Pretty soon, parents began requesting both group and individual sessions. I developed a program called Ruach Haneshamah, which introduces children to their inner world, teaching them the joys — and pitfalls — of their varied emotions, and how to master them.

My company, Nishmasi, includes a publishing division, Prime Publishers, which produces my educational materials for schools and homes. We have workbooks covering a whole range of normal childhood emotions, with both boy and girl versions, chassidish and litvish. We have posters, audio-visual material, curriculum guides, and creative activities, including music, jumping and skipping games, and arts and crafts. All of our materials are reviewed by social workers and rabbanim.

 

Knowing What You Feel

Learning that emotions are safe to feel, and knowing how to handle them, change the tone of a classroom or home. Little kids who are fighting now go over to one of my posters and say, “Shaindy looks like Huvy Hurt! I’m sorry!” They learn how to open up and share situations that are bothering them and feel empowered to move forward and find solutions.
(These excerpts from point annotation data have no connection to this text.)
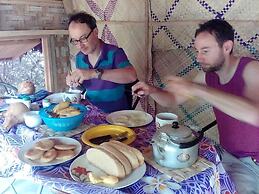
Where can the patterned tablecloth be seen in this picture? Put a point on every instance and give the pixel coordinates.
(211, 180)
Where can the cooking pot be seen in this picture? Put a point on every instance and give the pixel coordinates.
(176, 146)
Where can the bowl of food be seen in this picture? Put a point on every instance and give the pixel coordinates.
(63, 116)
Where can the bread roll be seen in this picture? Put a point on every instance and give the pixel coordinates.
(33, 154)
(128, 153)
(110, 180)
(134, 150)
(65, 154)
(105, 161)
(49, 155)
(64, 146)
(44, 145)
(119, 155)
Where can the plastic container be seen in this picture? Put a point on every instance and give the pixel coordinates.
(27, 101)
(63, 124)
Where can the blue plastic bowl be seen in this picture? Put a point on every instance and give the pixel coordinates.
(63, 124)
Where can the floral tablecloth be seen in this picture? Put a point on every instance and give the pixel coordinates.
(211, 180)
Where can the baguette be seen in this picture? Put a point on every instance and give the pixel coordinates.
(119, 155)
(130, 155)
(33, 154)
(105, 161)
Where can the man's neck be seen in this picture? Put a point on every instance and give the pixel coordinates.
(94, 56)
(228, 69)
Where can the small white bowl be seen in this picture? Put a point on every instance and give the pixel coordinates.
(32, 119)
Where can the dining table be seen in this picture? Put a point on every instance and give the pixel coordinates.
(213, 179)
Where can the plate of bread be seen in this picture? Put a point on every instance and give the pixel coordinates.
(129, 118)
(103, 133)
(49, 151)
(123, 166)
(55, 97)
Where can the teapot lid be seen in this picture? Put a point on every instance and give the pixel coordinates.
(177, 133)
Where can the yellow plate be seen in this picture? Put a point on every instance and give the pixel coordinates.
(103, 130)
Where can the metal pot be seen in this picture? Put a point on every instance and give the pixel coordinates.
(176, 146)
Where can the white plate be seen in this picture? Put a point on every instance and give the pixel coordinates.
(56, 97)
(65, 140)
(81, 161)
(129, 118)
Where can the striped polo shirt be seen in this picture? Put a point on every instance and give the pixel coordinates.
(107, 96)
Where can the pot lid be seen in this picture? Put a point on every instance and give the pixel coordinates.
(178, 133)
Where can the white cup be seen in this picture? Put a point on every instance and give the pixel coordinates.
(165, 118)
(73, 96)
(32, 119)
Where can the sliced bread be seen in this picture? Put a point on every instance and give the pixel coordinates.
(105, 161)
(130, 155)
(119, 155)
(134, 150)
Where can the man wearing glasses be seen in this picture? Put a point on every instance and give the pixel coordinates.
(103, 69)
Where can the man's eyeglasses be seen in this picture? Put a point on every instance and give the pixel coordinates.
(82, 39)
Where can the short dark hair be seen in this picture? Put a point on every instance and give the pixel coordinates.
(219, 28)
(83, 17)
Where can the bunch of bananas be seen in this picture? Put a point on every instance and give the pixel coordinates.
(63, 109)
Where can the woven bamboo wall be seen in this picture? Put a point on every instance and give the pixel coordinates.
(173, 26)
(32, 15)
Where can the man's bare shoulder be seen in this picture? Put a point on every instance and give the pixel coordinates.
(252, 68)
(199, 78)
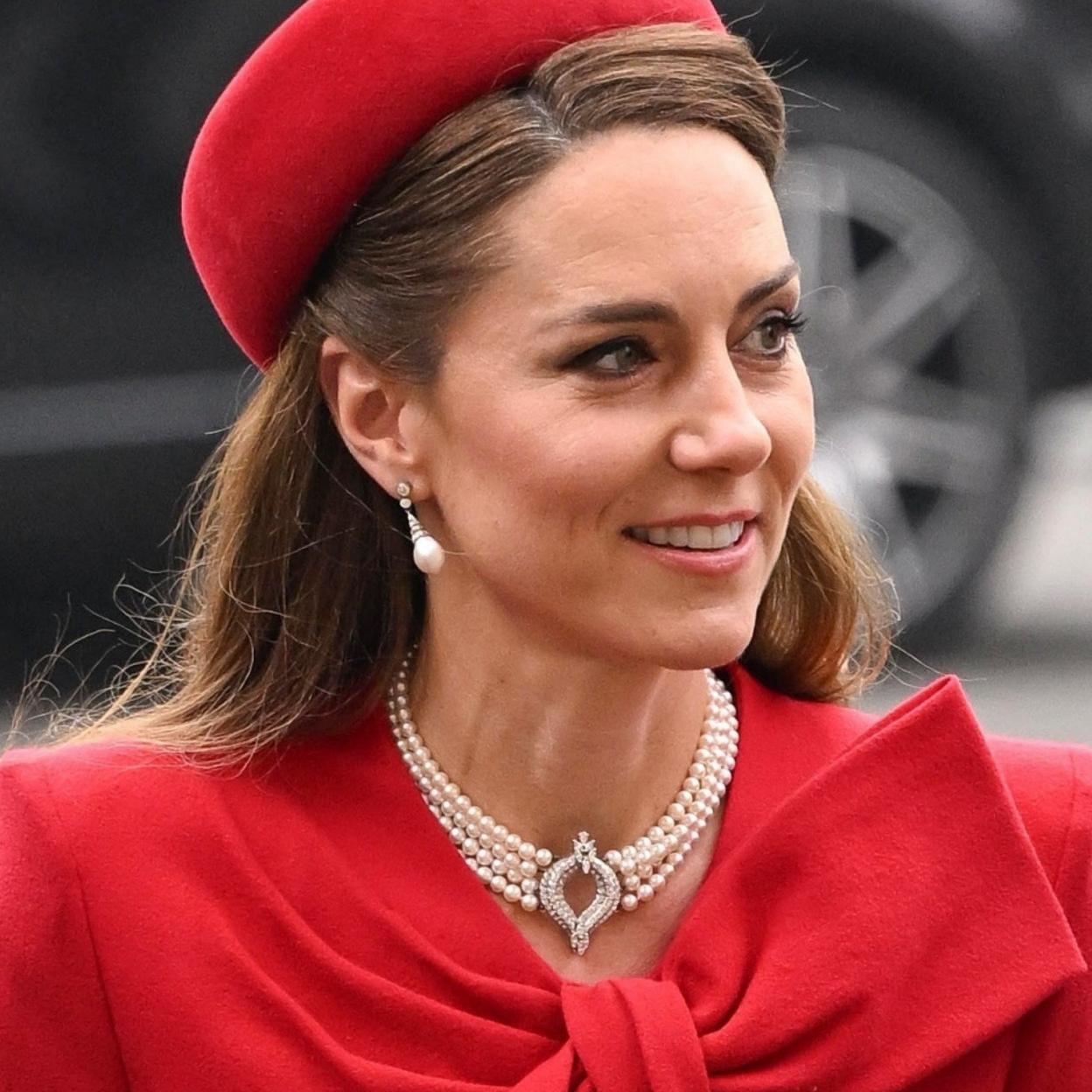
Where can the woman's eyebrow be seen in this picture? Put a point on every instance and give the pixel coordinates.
(650, 311)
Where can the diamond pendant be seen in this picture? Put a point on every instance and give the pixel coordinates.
(607, 892)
One child, who was dealing with a complex medical situation at home, fled a confrontation with a sibling in tears. Sometime later, he emerged from his room, at peace. He showed his mother the feeling strip he’d filled out. The strip is a tool we use that has comic-book style panels to help a child map the process from feeling pain, to recognizing his emotion, to achieving calm.

In my therapeutic playroom, active little boys learn to channel their energy and maintain focus and calm. Shy kids gain the confidence to speak up, calling their grandparents independently for the first time. A child with nightmares learns to soothe her fears.

I want to emphasize that my work doesn’t replace therapy — it doesn’t fix the diagnosable issues that therapy can address. However, it provides a baseline of emotional safety and stability that can benefit every single child.

My whole family is involved in my work. It’s benefited us directly — from the daughter who was struggling socially who has now learned to stand proudly and confidently, to my boys who get involved in setting up, packaging, and preparing materials. Even my toddler asks me if he can have a private play session.

 

Starting Early

Unpacking the layers of a teen’s hang-ups and complex feelings can be a complicated business. But when we start teaching the language of emotional self-expression at a young age, showing kids how to be in tune with who they are and how they perceive the world, they grow up with more acceptance of who they are, more sure of themselves and their place in the world.

Happiness isn’t a gift that some people were blessed with and others weren’t. It’s a process, and anyone can learn it at any time.

 

My weak spot:

I used to think my emotions were my weakness — now I know they’re an asset. My actual weakness is a powerful need to excel. It’s not perfectionism; it’s a wistful “I wish I could accomplish that,” when I see how much people are capable of.

 

What I love:

Music! I don’t play, but I do compose. Listening to music and writing songs for my program help me relax. I also love to read. A favorite topic is Miriam Adahan’s work on personality (I’m a Four — self-aware, emotionally honest, creative). Purim is an especially important outlet for me. My kids each choose their own theme, and I write them personalized poems and help them customize their mishloach manos.

 

By the numbers:

We’ve sold over 23,000 books and worked with over 10,500 students in more than 500 classrooms. My goal is for Nishmasi to teach half a million children to express their emotions properly over the next ten years.

 

In a nutshell:

My single most important piece of advice to all parents is my acronym LIVES: Listen, Identify the emotion, Validate, Empathize, and teach them to Self-soothe.